Hillary's support dropped 15 points since mid- February among democrats

Yesterday, CNN’s poll suggested that Hillary Clinton’s e-mail scandal hadn’t dented her support for a potential presidential run. Not so fast, says Reuters. Not only has support for a Hillary run dropped in the past month after two scandals emerged, it’s dropped below 50% — among Democrats:

Democratic support for Hillary Clinton’s expected presidential campaign is softening amid controversy over her use of personal email when secretary of state, but most Democrats are for now sticking by their party’s presumed candidate.

Support for Clinton’s candidacy has dropped about 15 percentage points since mid February among Democrats, with as few as 45 percent saying they would support her in the last week, according to a Reuters/Ipsos tracking poll. Support from Democrats likely to vote in the party nominating contests has dropped only slightly less, to a low in the mid-50s over the same period.

Even Democrats who said they were not personally swayed one way or another by the email flap said that Clinton could fare worse because of it, if and when she launches her presidential campaign, a separate Reuters/Ipsos poll showed.

Reuters’ data in a separate poll also shows that the e-mail scandal has penetrated rather far into the political consciousness of voters. Two-thirds of Democrats have heard about it, and one-third believe it will hurt a Hillary Clinton campaign. That number rises to 44% among independents. Half of all respondents want Congress to force Hillary to testify about the e-mails server, including 46% of Democrats. The separate poll isn’t a small survey, either; the sample for this poll included more than 2100 respondents.

The data from Reuters’ tracking polls — shown in 5-day rolling averages, among Democrats — depicts a campaign in free-fall over the last six weeks:

reuters-tracking

On February 7th, Hillary hit her peak for 2015 on the Reuters tracking poll, with a five-day average of 61.6%. On February 17th, the Wall Street Journal reported that the Clinton Foundation had taken millions from foreign governments while Hillary was Secretary of State, and the e-mail scandal broke three weeks later. By March 9th, her support dropped to 47%, and rebounded to 50% briefly after her UN presser. Now, though, it’s well below the majority mark at 45% and dropping.

However, Hillary’s loss is no one’s gain, at least for the moment. Joe Biden peaked at 21% in mid-February, but he’s down to 12.4% now, and he’s running second. Elizabeth Warren, who would seem to be the political beneficiary of any Hillary stumble, has watched her stock drop during Hillary’s swoon. Almost as many (9.3%) would refuse to vote in a Democratic primary as would support Warren (9.8%).
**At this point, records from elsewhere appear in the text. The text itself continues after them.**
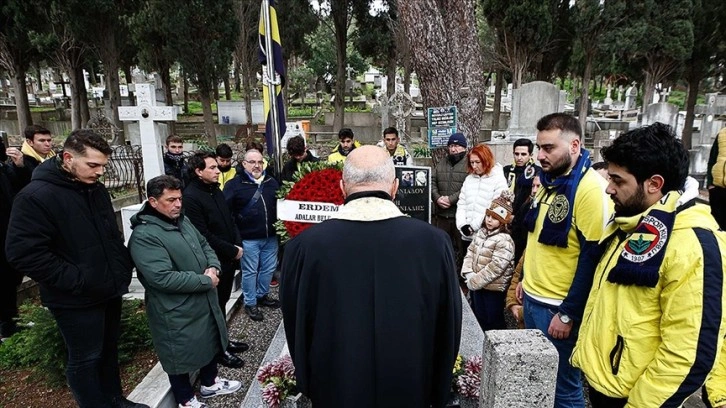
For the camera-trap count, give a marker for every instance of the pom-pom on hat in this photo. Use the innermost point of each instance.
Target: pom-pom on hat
(501, 207)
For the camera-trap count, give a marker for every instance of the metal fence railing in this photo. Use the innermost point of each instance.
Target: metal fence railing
(125, 171)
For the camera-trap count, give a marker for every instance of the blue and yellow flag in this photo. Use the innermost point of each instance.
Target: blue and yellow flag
(279, 71)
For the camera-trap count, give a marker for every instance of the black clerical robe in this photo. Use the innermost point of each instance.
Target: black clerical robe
(372, 309)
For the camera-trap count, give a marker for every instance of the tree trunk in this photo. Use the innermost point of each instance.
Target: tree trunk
(204, 96)
(339, 13)
(75, 98)
(82, 97)
(186, 92)
(237, 79)
(585, 95)
(497, 100)
(437, 47)
(21, 100)
(693, 84)
(227, 90)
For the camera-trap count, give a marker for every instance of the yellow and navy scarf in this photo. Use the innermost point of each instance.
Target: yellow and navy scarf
(555, 232)
(646, 235)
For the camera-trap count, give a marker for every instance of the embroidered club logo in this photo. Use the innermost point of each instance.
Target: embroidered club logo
(648, 239)
(559, 209)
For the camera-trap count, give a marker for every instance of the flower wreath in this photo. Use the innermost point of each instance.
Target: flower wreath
(316, 182)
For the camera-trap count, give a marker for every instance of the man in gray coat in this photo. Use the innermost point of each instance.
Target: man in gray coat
(179, 271)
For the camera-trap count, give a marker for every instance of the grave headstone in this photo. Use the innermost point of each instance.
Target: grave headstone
(631, 94)
(519, 370)
(529, 103)
(146, 113)
(663, 112)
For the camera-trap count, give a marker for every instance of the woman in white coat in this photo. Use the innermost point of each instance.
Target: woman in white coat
(484, 183)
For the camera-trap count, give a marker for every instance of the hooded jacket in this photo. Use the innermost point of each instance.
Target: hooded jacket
(63, 234)
(490, 258)
(656, 345)
(476, 194)
(187, 325)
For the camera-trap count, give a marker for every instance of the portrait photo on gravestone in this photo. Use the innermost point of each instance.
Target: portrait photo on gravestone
(414, 191)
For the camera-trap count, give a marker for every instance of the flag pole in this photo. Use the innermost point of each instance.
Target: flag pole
(271, 82)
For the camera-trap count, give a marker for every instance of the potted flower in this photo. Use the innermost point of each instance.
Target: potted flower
(279, 386)
(466, 382)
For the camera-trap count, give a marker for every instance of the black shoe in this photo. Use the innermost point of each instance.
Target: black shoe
(254, 313)
(230, 360)
(267, 301)
(121, 402)
(237, 347)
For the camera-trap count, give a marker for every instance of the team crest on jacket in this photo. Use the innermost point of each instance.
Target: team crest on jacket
(648, 239)
(558, 209)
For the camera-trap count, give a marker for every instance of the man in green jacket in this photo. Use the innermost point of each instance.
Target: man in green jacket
(179, 271)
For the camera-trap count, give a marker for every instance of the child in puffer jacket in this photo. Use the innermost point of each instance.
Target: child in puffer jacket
(489, 264)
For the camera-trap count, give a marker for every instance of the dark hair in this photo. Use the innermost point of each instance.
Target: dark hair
(389, 130)
(345, 133)
(560, 121)
(33, 130)
(651, 150)
(254, 145)
(224, 151)
(173, 139)
(80, 139)
(524, 142)
(197, 162)
(156, 186)
(599, 166)
(296, 145)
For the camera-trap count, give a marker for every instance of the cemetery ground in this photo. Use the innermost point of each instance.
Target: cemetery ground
(25, 388)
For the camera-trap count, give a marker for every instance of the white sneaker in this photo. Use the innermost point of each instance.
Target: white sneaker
(193, 403)
(221, 386)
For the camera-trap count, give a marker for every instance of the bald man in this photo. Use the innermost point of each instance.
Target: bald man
(371, 322)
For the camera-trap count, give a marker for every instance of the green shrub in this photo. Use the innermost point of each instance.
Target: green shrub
(40, 346)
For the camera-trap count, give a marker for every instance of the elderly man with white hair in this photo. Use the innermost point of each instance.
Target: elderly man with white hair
(370, 299)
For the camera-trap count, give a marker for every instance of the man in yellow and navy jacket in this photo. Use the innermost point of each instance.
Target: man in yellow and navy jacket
(653, 327)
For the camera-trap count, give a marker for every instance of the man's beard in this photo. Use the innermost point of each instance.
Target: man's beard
(633, 205)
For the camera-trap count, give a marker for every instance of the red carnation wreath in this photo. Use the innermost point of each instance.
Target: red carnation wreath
(315, 182)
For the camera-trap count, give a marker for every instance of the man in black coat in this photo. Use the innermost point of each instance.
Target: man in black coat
(205, 207)
(12, 179)
(366, 326)
(63, 234)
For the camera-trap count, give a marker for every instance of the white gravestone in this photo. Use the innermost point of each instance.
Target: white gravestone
(147, 113)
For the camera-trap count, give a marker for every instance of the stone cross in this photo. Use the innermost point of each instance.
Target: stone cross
(401, 106)
(147, 113)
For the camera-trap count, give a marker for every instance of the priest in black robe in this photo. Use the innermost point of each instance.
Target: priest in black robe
(370, 300)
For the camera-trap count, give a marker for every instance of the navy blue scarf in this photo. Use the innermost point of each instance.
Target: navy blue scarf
(558, 221)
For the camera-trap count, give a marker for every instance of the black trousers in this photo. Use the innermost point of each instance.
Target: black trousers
(91, 335)
(599, 400)
(717, 200)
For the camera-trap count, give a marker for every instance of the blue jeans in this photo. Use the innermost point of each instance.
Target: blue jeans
(259, 260)
(568, 391)
(181, 387)
(91, 335)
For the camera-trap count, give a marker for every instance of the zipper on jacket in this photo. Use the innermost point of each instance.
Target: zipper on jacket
(616, 354)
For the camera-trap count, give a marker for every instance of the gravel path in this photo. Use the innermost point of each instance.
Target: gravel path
(258, 335)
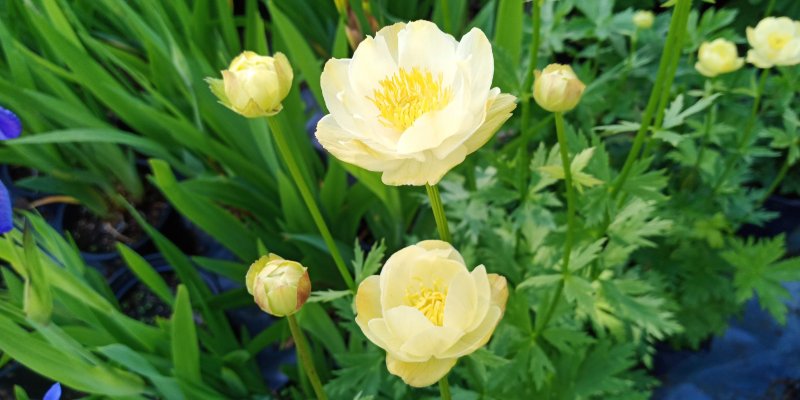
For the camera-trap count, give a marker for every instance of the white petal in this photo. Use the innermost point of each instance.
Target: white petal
(420, 374)
(477, 338)
(462, 296)
(483, 296)
(413, 172)
(421, 44)
(405, 322)
(499, 111)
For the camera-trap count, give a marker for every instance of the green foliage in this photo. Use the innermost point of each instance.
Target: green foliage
(100, 85)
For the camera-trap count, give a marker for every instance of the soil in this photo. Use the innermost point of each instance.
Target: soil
(94, 234)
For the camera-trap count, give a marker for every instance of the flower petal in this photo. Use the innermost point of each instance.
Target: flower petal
(477, 338)
(423, 45)
(414, 172)
(404, 322)
(462, 297)
(483, 295)
(499, 111)
(419, 374)
(368, 299)
(430, 342)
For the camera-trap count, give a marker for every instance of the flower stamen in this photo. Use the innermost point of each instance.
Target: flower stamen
(407, 95)
(429, 301)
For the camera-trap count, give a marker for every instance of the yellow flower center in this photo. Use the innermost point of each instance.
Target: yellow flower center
(778, 40)
(430, 301)
(406, 95)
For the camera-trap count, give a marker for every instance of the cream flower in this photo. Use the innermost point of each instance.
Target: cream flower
(557, 88)
(412, 103)
(643, 19)
(774, 41)
(254, 85)
(279, 287)
(427, 310)
(718, 57)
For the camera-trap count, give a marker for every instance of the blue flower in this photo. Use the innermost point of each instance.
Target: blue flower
(54, 393)
(6, 214)
(10, 126)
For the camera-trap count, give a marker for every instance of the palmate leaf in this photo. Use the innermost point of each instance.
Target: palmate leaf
(580, 179)
(760, 270)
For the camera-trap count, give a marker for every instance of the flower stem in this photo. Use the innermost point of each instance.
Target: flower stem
(536, 22)
(304, 355)
(444, 388)
(570, 191)
(438, 212)
(570, 194)
(285, 149)
(680, 13)
(748, 131)
(675, 58)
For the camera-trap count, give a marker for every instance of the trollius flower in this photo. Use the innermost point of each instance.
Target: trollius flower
(427, 310)
(412, 103)
(774, 41)
(718, 57)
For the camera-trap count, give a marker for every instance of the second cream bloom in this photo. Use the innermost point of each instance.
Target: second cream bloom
(427, 310)
(774, 41)
(412, 103)
(718, 57)
(557, 88)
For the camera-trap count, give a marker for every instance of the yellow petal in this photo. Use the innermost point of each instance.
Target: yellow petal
(404, 322)
(420, 374)
(462, 296)
(483, 294)
(431, 171)
(499, 111)
(499, 291)
(368, 299)
(429, 343)
(477, 338)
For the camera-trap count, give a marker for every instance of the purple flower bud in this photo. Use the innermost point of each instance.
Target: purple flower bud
(10, 126)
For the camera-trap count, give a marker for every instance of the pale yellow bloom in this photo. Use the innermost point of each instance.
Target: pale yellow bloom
(643, 19)
(412, 103)
(280, 287)
(557, 88)
(427, 310)
(718, 57)
(774, 41)
(254, 85)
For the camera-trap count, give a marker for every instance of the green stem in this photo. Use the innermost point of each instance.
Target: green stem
(438, 212)
(746, 135)
(305, 192)
(536, 22)
(655, 95)
(304, 354)
(570, 194)
(670, 76)
(709, 123)
(444, 388)
(446, 14)
(770, 6)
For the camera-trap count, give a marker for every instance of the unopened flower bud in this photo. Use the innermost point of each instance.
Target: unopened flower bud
(557, 88)
(280, 287)
(643, 19)
(718, 57)
(254, 85)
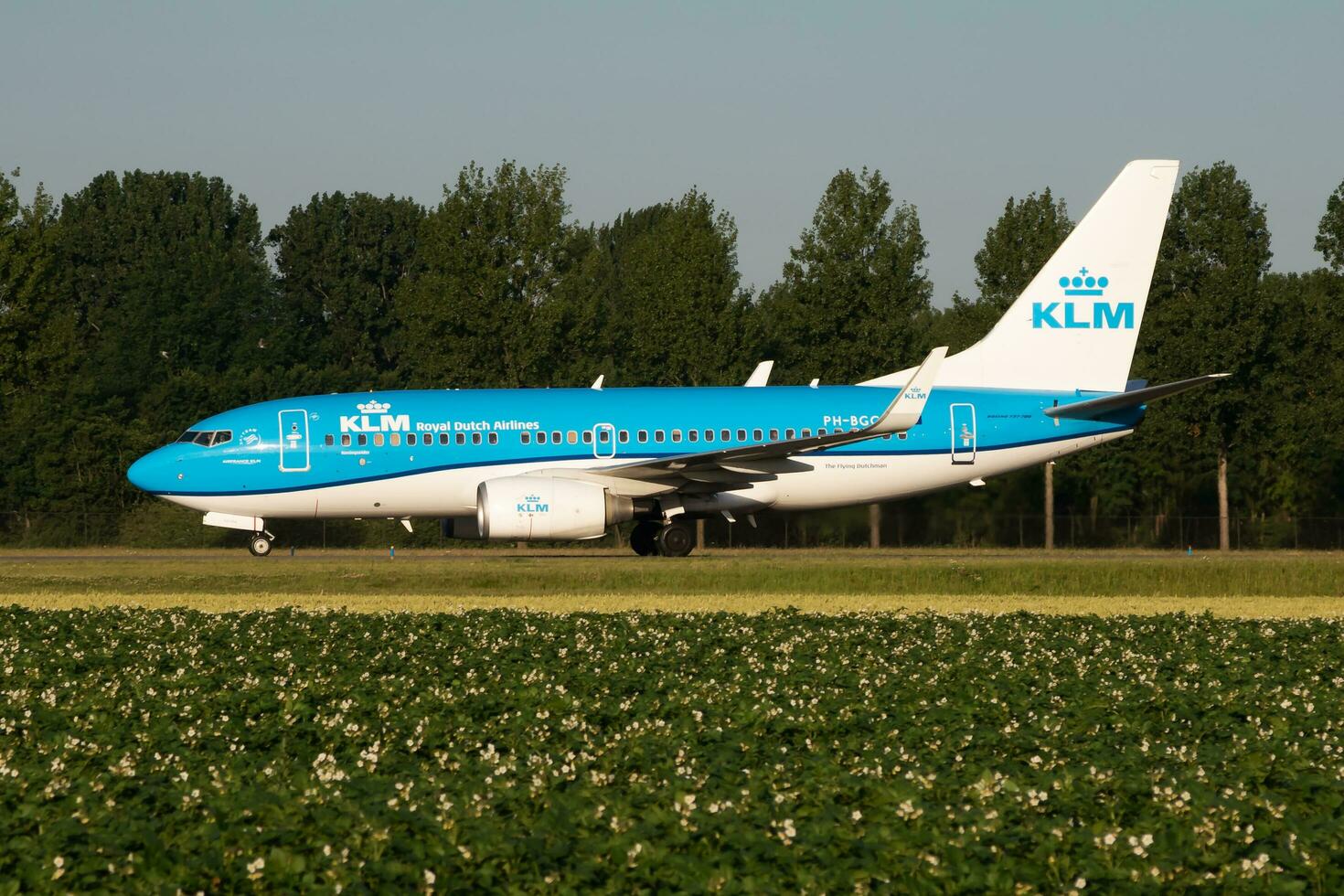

Jill Lawrence chalks this up to fatigue:

Everyone over a certain age remembers at least some of the strains, tragedies and transitions of national life in the 1990s: The first Baby Boomer president; the first feminist First Lady; the eruption of the digital age; the federal siege against a Waco encampment that killed 75 cult members and their leader; the suicide of White House counsel Vince Foster, a longtime Clinton family friend; the affairs and lawsuits and investigations –Whitewater, Travelgate, Gennifer Flowers, Paula Jones, Kathleen Willey, Monica Lewinsky, Kenneth Starr, impeachment.

Look it up, kids. Some of it was fake or unproven or hyperpartisan, but some of it was real. Clinton fatigue cannot be dismissed as exaggerated political hypochondria.

Yet it would be unfair to count that as a mark against Hillary Clinton as she bids to put another Clinton in the White House. Every exhausting presidency is exhausting in its own way, as Leo Tolstoy would have put it. And make no mistake, most presidencies are exhausting, or would be if they were happening now.

That’s true, and is a hallmark of second terms, especially in post-war America. (Be sure to read Jill’s “historical tweets,” too.) However, usually the fatigue doesn’t hit untilsomeone becomes President. If Clinton fatigue is a factor already, then Democrats had better have a Plan B — one that doesn’t involve Joe Biden or Elizabeth Warren.